Последнее, что нам было нужно, – это плачущая семилетка.
Рокси сделала шаг и – к моему изумлению – обняла Либби (которая была выше неё):
– Это нормально. Я бы тоже боялась.
От этих объятий в Либби что-то раскрылось, и она добавила:
– Потом он сделал так…
Либби продемонстрировала на Рокси: приобняла и прошептала в самое ухо:
– Никому не слова. Ни единого, поняла меня?
– Он так сказал? – с удивлением спросил я.
Либби кивнула, и подбородок её снова задрожал.
Мы пошли в комнату Рокси и включили телевизор. Но мне было не до передачи. Думаю, что Рокси тоже: она даже не смотрела на экран. Когда мы с Либби вернулись домой, тётя Алиса уже легла спать.
Асит te am.
Теперь ты мой.
Какого чёрта Джаспер имел в виду?
На следующий день проходила школьная историческая выставка – одно из ключевых событий Недели истории региона. Я был рассеян, поскольку думал о Джаспере и грядущих археологических раскопках – как мне добраться до жемчужины раньше других?
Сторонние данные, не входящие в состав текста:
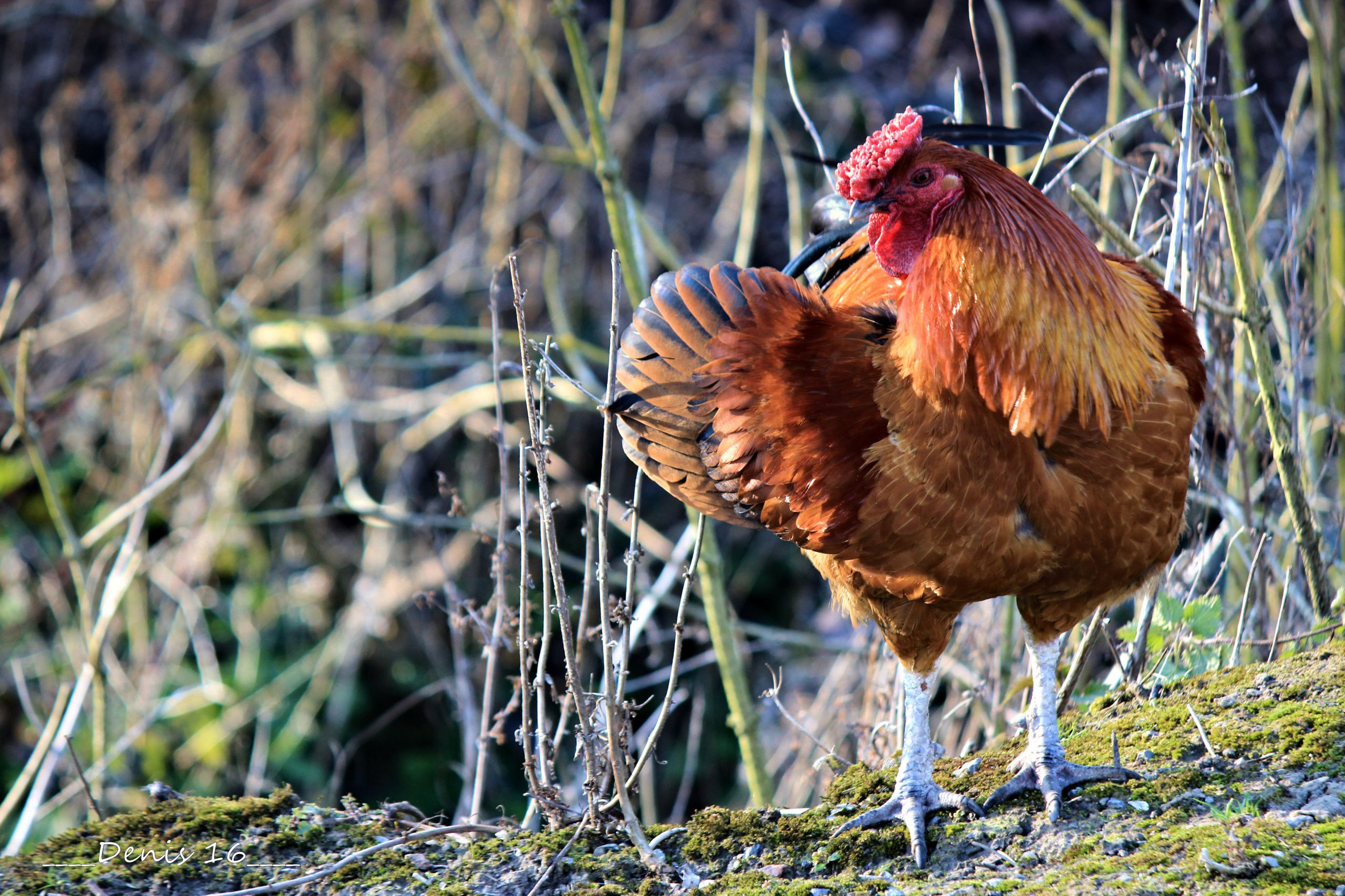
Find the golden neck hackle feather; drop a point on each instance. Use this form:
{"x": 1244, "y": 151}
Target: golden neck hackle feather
{"x": 1009, "y": 294}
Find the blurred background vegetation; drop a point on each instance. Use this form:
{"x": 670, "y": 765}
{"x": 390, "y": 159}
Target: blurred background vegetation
{"x": 249, "y": 461}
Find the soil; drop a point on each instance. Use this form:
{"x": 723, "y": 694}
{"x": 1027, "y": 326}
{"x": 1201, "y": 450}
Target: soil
{"x": 1264, "y": 813}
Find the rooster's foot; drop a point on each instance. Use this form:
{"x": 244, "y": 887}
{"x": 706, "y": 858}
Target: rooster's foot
{"x": 911, "y": 805}
{"x": 1053, "y": 779}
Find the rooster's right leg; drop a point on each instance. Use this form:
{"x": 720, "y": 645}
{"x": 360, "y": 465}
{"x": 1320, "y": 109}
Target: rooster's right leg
{"x": 916, "y": 794}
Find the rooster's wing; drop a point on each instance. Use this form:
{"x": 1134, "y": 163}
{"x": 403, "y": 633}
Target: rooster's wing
{"x": 751, "y": 397}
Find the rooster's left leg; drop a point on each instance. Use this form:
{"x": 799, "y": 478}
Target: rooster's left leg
{"x": 1043, "y": 765}
{"x": 916, "y": 794}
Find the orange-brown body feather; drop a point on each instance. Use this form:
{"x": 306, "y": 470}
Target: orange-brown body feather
{"x": 1012, "y": 418}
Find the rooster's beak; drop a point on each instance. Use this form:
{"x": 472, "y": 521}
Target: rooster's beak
{"x": 861, "y": 210}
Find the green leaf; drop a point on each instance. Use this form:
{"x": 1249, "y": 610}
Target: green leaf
{"x": 1156, "y": 641}
{"x": 1169, "y": 612}
{"x": 1204, "y": 617}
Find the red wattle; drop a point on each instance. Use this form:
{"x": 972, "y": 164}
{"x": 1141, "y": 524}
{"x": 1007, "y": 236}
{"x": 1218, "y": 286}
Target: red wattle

Но вскоре кое-что отвлекло меня от этих мыслей.
Идея мероприятия состояла в следующем: небольшим командам поручили найти дома какой-нибудь старый предмет, узнать, откуда он взялся и каково его значение для нашей местной истории.
Для каждой команды на школьном дворе поставили стол – под сам предмет и пояснение к нему. Затем всех школьников пригласили смотреть выставку. Многие дети принесли старые фотоальбомы; у одной девочки была крестильная пелёнка её прапрабабушки – и так далее.
Было жарко, и школьное начальство разрешило мальчикам снять галстуки. Один или двое воспользовались случаем и до пояса расстегнули рубашки.